Oversights of the Efficient Market Hypothesis

  1. Economic theories assume that all markets are equal and that all markets function perfectly. In reality, investment markets are imperfect Therefore …
  2. The Efficient Market Hypothesis’ “fair price,” as determined by a perfect market, is theoretical only. Since real markets are imperfect, a stock’s fair price (based on an investor’s assessment of a company’s financial information) can differ from the stock’s market price. And …
  3. By identifying differences between the fair value and the current market value, investors sometimes can and do beat the market. Instances of this were neither acknowledged nor directly studied during Fama’s original research, an oversight that undermines the theory’s conclusions. Besides …
  4. Even if markets do not assign unfair values, humans do. Driven by their understandings as well as emotions, investors may panic and sell when they fear losses, or just sell knowing they are better off missing a large decline and re-entering later, causing stock values to drop below their fair value. Investors can also exaggerate the value of assets, and their speculations can create a market bubble that drives prices beyond their fair value.
  5. How can a company generating the same amount of revenue and earnings one day be worth 100 and a few months later be worth 50? That is not efficient or rational.

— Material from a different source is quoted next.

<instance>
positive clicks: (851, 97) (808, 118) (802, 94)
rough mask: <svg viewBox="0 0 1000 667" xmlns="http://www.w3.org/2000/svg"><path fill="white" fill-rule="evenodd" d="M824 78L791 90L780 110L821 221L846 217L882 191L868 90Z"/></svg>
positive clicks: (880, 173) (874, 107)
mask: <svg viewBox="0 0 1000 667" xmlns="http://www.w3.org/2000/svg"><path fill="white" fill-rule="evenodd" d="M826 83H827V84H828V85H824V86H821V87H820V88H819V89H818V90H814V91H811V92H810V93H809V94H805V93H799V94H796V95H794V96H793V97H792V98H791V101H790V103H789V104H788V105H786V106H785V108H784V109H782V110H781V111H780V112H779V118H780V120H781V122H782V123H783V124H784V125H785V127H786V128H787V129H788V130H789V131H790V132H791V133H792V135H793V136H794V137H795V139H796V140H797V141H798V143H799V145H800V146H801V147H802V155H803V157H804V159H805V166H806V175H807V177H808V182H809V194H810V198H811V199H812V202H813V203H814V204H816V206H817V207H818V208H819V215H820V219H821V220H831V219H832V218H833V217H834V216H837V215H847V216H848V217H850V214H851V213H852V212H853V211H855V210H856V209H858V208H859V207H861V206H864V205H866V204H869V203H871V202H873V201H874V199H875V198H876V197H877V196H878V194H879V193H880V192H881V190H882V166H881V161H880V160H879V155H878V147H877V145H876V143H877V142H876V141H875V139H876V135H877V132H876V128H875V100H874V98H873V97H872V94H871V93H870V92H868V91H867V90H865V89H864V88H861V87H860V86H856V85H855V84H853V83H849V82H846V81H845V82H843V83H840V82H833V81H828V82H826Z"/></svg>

    Accepting these points, it stands to reason that an investment strategy based on the Efficient Market Hypothesis may be ill advised. Holding onto stocks during extreme market downturns lessens an investor’s potential returns and increases his or her potential losses when a more tactical strategy of buy low sell high may work better.

    For more on the inefficiencies of the Efficient Market Hypothesis, read Min Deng’s article “Death of Efficient Market Hypothesis.

    As Mr. Deng put it, (we paraphrase) If we can agree the goal of investing is to find untapped market opportunities, and we do not realize the flaws of the EMH (Efficient Market Theory/Hypothesis), then we might become the untapped market opportunity.

    In other words if we sell at the bottom of a crash someone who sold higher and has cash will pick up our stock from us on the cheap. There is a buyer and a seller for every trade, always a winner and a loser. By definition inefficient. Efficiency would mean all investments stay the same price and move up proportionally over time for every company. That doesn’t happen.

    The opinions voiced in this material are for general information only and are not intended to provide specific advice or recommendations for any individual. All performance referenced is historical and is no guarantee of future results.